Among the various factors of physical fitness, cardiorespiratory fitness is an independent predictor of cognitive function that is associated with all-cause mortality (Brown et al., 2010; Kawagoe et al., 2017). In addition, lower extremity strength and active balance ability deteriorate with aging and are associated with fall risk (Clemson et al., 2012; Muehlbauer et al., 2015). Falls among older adults cause secondary health problems, deteriorate physical fitness, and induce cognitive decline and depression (Muir et al., 2012). Thus, both lower extremity muscle strength and balance ability are important factors that are strongly associated with both physical and brain health in older adults. Although we had a relatively small sample of 94 participants in contrast to past cross-sectional studies with larger study populations, we still observed a significant correlation between cognitive function and physical fitness, regardless of the covariates (age, education). Hence, our results strongly support and emphasize the positive relationship between physical fitness and cognitive function.

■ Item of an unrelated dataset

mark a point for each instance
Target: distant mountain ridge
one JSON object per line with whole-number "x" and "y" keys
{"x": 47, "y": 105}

Because of the nature of the cross-sectional design, we could not establish a causality between cognitive decline and deteriorated physical fitness. A previous longitudinal study reported that cognitive function decrements precede or co-occur with physical performance decline (Atkinson et al., 2010). Furthermore, a study examining the relationship among CVD risk factors, cognitive function, and mortality risk showed that individuals with poor cognitive function had a high mortality risk, irrespective of their CVD risk factors (Loprinzi et al., 2017). However, CVD risk factors are still associated with cognitive function, and this relationship is also influenced by physical fitness, which is a predictor of and mutually associated with cognitive function (Daimiel et al., 2020). Moreover, physical fitness mediates the effect of aging on cognitive function, suggesting physical activity as a major factor in preventing cognitive decline in older adults (Pérez-Sousa et al., 2021). Therefore, our results support previous findings and highlight the importance of physical fitness reducing or slowing cognitive decline with aging.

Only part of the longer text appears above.